# Red Wing Air cooled.



## Brian Thomas (Apr 11, 2012)

Here is a short video of my recently completed Red Wing air cooled model. I have been working on it here and there for the last year. I finally have it running very wel and am very proud that it has such good manners right now. I came home from work and gave it one spin and she took right off and ran for over an hour and never even had a hiccup. Enjoy. 
Check out this video on YouTube:

[ame]http://www.youtube.com/watch?v=Mi7v5j0kGF8&feature=youtube_gdata_player[/ame]


Brian R Thomas.


----------



## crab (Apr 11, 2012)

Very nice Brian.I really like the sound of it. Thm:
Bill L.


----------



## AussieJimG (Apr 11, 2012)

Nice engine Brian, that sound is really soothing - I could happily doze off just listening to it.

Jim


----------



## ShedBoy (Apr 11, 2012)

Nice slow running engine well done.
Brock


----------



## Maryak (Apr 11, 2012)

Brian,

Bewdy Newk :bow: :bow: :bow: :bow:

Best Regards
Bob


----------



## b.lindsey (Apr 11, 2012)

Very nice model Brian :bow: Had you gototen the castings before or after Red Wing was taken over by PMR? just curious. It really does sound sweet!!!

Bil


----------



## danstir (Apr 11, 2012)

Really nice engine, congratulations and thanks for sharing.


----------



## Herbiev (Apr 11, 2012)

Just magnificent


----------



## ozzie46 (Apr 11, 2012)

That is ONE sweet running engine. Good job.

  Ron


----------



## Catminer (Apr 11, 2012)

Very well done Brian, nice and slow.
What are you using for an ignition system?

Peter


----------



## 90LX_Notch (Apr 11, 2012)

Very nice. It runs very nicely.


----------



## jonesie (Apr 11, 2012)

brian very nice job and a nice runner. jonesie. :bow:


----------



## Brian Thomas (Apr 12, 2012)

b.lindsey  said:
			
		

> Very nice model Brian :bow: Had you gototen the castings before or after Red Wing was taken over by PMR? just curious. It really does sound sweet!!!
> 
> Bil


Bil, it is a PM Research kit. I bought it at the end of last march. 
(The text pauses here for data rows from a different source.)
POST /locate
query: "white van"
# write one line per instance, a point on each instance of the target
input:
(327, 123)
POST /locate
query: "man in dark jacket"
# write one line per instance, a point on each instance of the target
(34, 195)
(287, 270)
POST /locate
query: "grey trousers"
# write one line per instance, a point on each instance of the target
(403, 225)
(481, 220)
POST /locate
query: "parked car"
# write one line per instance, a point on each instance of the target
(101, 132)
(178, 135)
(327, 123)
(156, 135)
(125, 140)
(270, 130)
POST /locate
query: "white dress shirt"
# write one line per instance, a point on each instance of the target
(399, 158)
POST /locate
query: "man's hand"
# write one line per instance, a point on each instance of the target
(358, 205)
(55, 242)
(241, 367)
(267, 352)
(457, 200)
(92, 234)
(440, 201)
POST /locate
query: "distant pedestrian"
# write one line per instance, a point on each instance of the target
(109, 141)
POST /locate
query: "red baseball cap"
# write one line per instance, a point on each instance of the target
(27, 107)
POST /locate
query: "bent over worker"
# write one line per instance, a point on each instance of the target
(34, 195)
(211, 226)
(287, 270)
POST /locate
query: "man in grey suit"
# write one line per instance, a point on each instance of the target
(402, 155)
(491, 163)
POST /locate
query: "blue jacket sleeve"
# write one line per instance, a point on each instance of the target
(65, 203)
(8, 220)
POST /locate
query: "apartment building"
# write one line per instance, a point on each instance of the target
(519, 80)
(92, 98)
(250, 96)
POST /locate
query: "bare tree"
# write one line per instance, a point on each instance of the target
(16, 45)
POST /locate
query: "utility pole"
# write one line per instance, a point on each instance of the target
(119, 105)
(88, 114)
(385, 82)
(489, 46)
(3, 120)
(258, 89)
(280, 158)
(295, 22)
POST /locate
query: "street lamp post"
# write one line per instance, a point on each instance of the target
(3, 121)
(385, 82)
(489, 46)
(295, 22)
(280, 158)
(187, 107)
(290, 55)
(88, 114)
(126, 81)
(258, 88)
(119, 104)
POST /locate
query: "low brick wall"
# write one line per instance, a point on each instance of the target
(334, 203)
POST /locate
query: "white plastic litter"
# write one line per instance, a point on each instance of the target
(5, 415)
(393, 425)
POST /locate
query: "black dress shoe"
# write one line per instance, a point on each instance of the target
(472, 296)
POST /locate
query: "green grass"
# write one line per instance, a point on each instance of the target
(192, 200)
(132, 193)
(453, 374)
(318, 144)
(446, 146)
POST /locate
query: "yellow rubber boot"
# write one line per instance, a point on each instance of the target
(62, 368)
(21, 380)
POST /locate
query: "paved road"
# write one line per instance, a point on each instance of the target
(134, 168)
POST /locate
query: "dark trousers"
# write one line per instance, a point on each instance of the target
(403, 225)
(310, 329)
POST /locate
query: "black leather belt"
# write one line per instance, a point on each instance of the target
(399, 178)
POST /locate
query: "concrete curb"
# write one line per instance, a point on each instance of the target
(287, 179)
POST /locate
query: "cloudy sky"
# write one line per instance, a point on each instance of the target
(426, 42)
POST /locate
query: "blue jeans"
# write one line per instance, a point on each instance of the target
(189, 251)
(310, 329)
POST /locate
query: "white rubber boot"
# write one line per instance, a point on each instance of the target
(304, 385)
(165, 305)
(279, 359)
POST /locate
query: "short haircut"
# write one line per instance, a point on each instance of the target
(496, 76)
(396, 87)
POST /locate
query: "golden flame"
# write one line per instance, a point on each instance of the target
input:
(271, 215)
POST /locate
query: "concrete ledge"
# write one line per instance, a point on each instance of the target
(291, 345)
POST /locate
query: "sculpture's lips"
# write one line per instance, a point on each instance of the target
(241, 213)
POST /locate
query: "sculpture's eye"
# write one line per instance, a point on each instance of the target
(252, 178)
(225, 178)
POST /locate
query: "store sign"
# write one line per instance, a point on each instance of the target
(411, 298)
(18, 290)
The ignition is a home made buzz coil. I made a couple of the small boxes out of 1/4 thick oak and cut and did all the wood work on the mill using high speed 4 flute windmills. I bought most of the parts from eBay and the batter is a 5 cell 6 volt RC car battery from the hobby shop and is all packed in the box and is charged trough a port and the coil is turned on and Off with a micro toggle switch. I didn't care for any buzz coils that were available so I just built my own using the instructions in the Red Wing prints as modified the design and made them more scale sized.


----------